16. An isolated cell or population of engineered cells comprising the engineered nucleic acid of claim 14, the composition of claim 15, the engineered expression system of any one of claims 5- 13, the antigen binding fragment of any one of claims 1-3, the chimeric protein of claim 4, optionally wherein the cell or population of cells is selected from the group consisting of: a T cell, a CD8+ T cell, a CD4+ T cell, a gamma-delta T cell, a cytotoxic T lymphocyte (CTL), a regulatory T cell, a viral-specific T cell, a Natural Killer T (NKT) cell, a Natural Killer (NK) cell, a B cell, a tumor-infiltrating lymphocyte (TIL), an innate lymphoid cell, a mast cell, an eosinophil, a basophil, a neutrophil, a myeloid cell, a macrophage, a monocyte, a dendritic cell, an erythrocyte, a platelet cell, a human embryonic stem cell (ESC), an ESC-derived cell, a pluripotent stem cell, a mesenchymal stromal cell (MSC), an induced pluripotent stem cell (iPSC), and an iPSC-derived cell, optionally wherein the cell is autologous or wherein the cell is allogeneic, optionally wherein the cell or population of cells further comprises one or more tumor-targeting chimeric receptors expressed on the cell surface, optionally wherein at least one of the one or more tumor-targeting chimeric receptors is a chimeric antigen receptor (CAR) or an engineered T cell receptor.

17. A pharmaceutical composition comprising: a. an effective amount of the cell or population of engineered cells of claim 16 and a pharmaceutically acceptable carrier, pharmaceutically acceptable excipient, or a combination thereof; or b. an effective amount of genetically modified cells expressing the antigen binding fragment of any one of claims 1-3 or the chimeric protein of claim 4 and a pharmaceutically acceptable carrier, pharmaceutically acceptable excipient, or a combination thereof, optionally wherein the pharmaceutical composition is for treating and/or preventing a tumor.

18. A method of inhibiting a cell-mediated immune response to a normal cell in a subject, the method comprising administering to a subject a. a therapeutically effective dose of the composition of claim 15, b. any of the cells of claim 16, optionally wherein the isolated cell or population of cells express the chimeric protein comprising the inhibitory CAR of claim 4, c. the composition of claim 17; optionally wherein the method further comprises stimulating a cell-mediated immune response to a tumor cell in the subject, and wherein the isolated cell or population of cells further comprises one or more tumor-targeting chimeric receptors expressed on the cell surface, optionally wherein at least one of the one or more tumor-targeting chimeric receptors is a chimeric antigen receptor (CAR) or an engineered T cell receptor, optionally wherein the normal cell comprises a human VSIG2, optionally wherein the human VSIG2 is expressed on a surface of the normal cell, optionally wherein the normal cell is a healthy (e.g., non-tumor) epithelial cell.

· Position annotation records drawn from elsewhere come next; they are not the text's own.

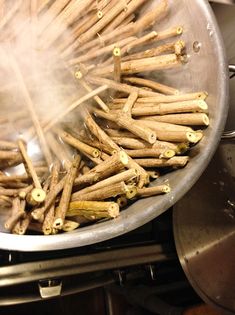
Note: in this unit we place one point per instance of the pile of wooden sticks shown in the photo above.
(133, 128)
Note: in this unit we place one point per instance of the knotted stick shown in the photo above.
(29, 165)
(120, 86)
(153, 191)
(49, 216)
(117, 64)
(96, 209)
(59, 151)
(110, 166)
(102, 193)
(66, 194)
(50, 198)
(179, 161)
(142, 65)
(193, 119)
(117, 8)
(17, 213)
(153, 85)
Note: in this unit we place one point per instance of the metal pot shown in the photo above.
(206, 69)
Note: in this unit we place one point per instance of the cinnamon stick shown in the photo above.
(30, 168)
(131, 7)
(113, 164)
(151, 152)
(153, 191)
(117, 64)
(98, 209)
(128, 123)
(142, 65)
(153, 85)
(121, 177)
(102, 193)
(117, 8)
(193, 119)
(198, 96)
(17, 213)
(79, 145)
(66, 194)
(120, 86)
(8, 145)
(179, 161)
(59, 151)
(47, 225)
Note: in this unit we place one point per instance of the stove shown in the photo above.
(137, 265)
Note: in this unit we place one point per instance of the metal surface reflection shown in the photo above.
(204, 228)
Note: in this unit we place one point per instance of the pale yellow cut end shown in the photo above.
(122, 202)
(38, 195)
(202, 95)
(192, 137)
(206, 120)
(182, 148)
(117, 52)
(70, 226)
(152, 138)
(78, 75)
(58, 223)
(166, 189)
(99, 14)
(96, 153)
(114, 210)
(47, 231)
(179, 30)
(199, 135)
(169, 154)
(22, 194)
(123, 157)
(131, 192)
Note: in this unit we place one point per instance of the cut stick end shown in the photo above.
(123, 158)
(152, 138)
(203, 105)
(169, 154)
(206, 120)
(38, 195)
(122, 202)
(131, 192)
(114, 210)
(78, 75)
(182, 148)
(199, 135)
(99, 14)
(22, 194)
(117, 52)
(202, 95)
(179, 30)
(70, 226)
(58, 224)
(47, 231)
(166, 189)
(192, 137)
(96, 153)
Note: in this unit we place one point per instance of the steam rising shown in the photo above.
(50, 83)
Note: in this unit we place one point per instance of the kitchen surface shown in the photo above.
(182, 262)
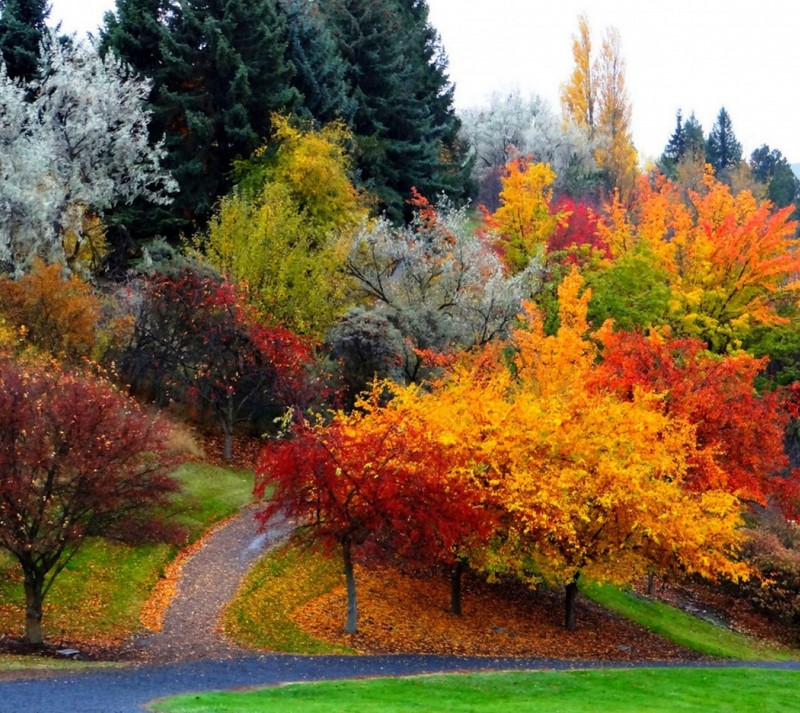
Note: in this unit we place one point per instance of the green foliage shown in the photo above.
(681, 628)
(285, 579)
(22, 28)
(634, 292)
(631, 691)
(287, 230)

19. A method of treating a subject having a tumor, the method comprising administering a therapeutically effective dose of the composition of claim 15, or any of the cells of claim 16, or the composition of claim 17.

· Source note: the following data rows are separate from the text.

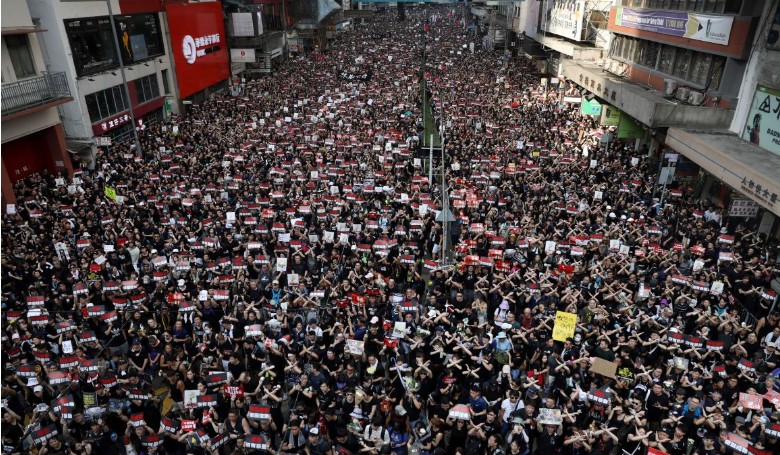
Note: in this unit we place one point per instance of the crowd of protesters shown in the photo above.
(270, 277)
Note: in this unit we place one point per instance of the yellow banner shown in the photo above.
(565, 323)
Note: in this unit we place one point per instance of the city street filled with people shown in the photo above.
(271, 275)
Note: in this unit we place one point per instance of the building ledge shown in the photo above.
(744, 166)
(573, 50)
(21, 30)
(642, 103)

20. A kit for treating and/or preventing a tumor, comprising: a. the chimeric protein of claim 4, optionally wherein the kit further comprises written instructions for using the chimeric protein for producing one or more antigen-specific cells for treating and/or preventing a tumor in a subject. b. the cell or population of cells of claim 16, optionally wherein the kit further comprises written instructions for using the cell for treating and/or preventing a tumor in a subject c. the vector of claim 14, optionally wherein the kit further comprises written instructions for using the vector for producing one or more antigen-specific cells for treating and/or preventing a tumor in a subject; d. the composition of claim 15 or claim 17, optionally wherein the kit further comprises written instructions for using the composition for treating and/or preventing a tumor in a subject; e. the engineered nucleic acid of claim 14, optionally wherein the kit further comprises written instructions for using the nucleic acid for producing one or more antigen-specific cells for treating and/or preventing a tumor in a subject.